一過性の事柄ならカチンとは来つつも「いつものことか」と諦めもつく。
しかし、ことが基幹システムの話とくれば、長い期間に渡る数え切れない繰り返しが発生することになる。
安易な決定のせいで疲弊するのは部下たちということになります。
すると、恐ろしいことが起こります。
「現場に無関心な上司」が具体的にバレる瞬間
「えっ? それだと今使ってる資料作成のスキームが崩れて、また全部手作業に戻さないといけないんですけど」
「なに? あのスキームはもう使ってないんじゃないの? 全然そんな様子なかったじゃないか!」
「スキームできたからスムーズに進んでただけで使う頻度メチャ高いです。全員使ってます(ってか見てなかったの?)。あれ必須ですよ。もうここまで浸透したら、はっきり言ってアレ無いとゼッタイ現場回んないです・・」
「・・・」
さあ、機能修正の時間だ (;´Д`)
いやいや、時間はないのだ!
要件の適時修正に必要なのは「人間関係」
現場責任者として部下たちの前で醜態を晒した・・と思えるならまだ良いけれど、ここでなぜか部下に対してキレる上司もいます。

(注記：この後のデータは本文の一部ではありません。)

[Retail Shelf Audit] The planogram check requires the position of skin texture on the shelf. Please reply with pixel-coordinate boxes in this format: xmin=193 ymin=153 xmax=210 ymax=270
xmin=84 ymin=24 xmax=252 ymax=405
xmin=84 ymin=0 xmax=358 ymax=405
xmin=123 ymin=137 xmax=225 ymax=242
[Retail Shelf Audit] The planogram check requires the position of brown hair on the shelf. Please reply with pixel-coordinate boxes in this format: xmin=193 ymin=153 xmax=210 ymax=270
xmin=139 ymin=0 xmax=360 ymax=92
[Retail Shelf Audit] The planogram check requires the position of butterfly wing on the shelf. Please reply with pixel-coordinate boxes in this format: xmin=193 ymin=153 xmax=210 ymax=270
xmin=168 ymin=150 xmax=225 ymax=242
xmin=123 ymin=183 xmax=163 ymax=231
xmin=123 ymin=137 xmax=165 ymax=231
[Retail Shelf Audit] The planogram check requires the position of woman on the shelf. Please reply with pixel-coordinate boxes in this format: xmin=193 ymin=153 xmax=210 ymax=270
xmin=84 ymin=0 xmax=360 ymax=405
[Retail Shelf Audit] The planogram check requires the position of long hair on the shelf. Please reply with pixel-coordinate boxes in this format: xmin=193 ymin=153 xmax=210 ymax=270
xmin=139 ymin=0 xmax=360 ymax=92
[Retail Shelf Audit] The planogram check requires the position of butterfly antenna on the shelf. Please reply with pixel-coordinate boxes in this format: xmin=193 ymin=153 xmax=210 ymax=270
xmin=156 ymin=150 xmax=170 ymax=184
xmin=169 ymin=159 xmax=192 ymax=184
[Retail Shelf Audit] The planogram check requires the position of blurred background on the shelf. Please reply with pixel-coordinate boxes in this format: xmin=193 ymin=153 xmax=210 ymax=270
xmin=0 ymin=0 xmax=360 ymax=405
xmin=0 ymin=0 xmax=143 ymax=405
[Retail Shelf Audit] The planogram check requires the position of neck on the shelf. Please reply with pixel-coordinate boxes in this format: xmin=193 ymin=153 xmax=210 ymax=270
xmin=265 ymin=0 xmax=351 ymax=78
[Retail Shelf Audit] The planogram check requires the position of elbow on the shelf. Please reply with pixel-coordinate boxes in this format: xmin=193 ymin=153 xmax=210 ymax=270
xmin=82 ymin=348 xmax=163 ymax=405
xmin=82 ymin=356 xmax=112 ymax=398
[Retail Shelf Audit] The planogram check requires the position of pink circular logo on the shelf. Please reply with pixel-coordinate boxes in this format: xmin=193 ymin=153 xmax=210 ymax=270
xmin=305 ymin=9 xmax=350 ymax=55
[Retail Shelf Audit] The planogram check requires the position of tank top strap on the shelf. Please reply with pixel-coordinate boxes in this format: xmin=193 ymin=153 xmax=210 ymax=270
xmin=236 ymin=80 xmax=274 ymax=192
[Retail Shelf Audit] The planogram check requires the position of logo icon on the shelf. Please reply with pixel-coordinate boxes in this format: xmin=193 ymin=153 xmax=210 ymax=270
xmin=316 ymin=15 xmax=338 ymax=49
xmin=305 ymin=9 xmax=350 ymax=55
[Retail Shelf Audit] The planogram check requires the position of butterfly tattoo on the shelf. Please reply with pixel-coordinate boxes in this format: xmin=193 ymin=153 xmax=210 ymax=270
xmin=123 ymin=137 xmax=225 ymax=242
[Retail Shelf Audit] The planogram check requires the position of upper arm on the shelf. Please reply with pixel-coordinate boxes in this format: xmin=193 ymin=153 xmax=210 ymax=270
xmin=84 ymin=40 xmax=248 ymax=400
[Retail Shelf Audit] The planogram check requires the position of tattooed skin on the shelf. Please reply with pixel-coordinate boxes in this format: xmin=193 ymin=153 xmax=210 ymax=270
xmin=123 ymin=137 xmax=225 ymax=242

「なんで先にそのことを言わないんだ!」とかですね・・
部下から言わせてもらうならば、毎日現場を見ている自分たちの上司がそんなことを把握もしないままシステム会議に出席し、フィクションとメルヘンに興じているなんて思いもしない。
どんな注意力の持ち主でも、思いもしていないことへの警戒はできない。
まあ、この上司はキレるタイプではなかったとします。
「そうは言うけど、そこを何とかやってみてくれよ。前はそれでやれてたんだろ?」
と、いわば ”これからあなたを拷問します” に近いセリフは吐くものの、さすがに尋常ならざる部下たちの様子で空気を読んだのでしょう。
「次の会議で修正できないか聞いてみるよ」とは口にしました。
ここで部下たちがこの上司に対して
「いやいや『次の会議』じゃない! 今でしょ!」
と言える関係を築けていることも、システム導入/改編には大切な要素なのですが、開発が上手くいかない原因を【要件定義】一択に考えていると、こういうところは視界に入りません。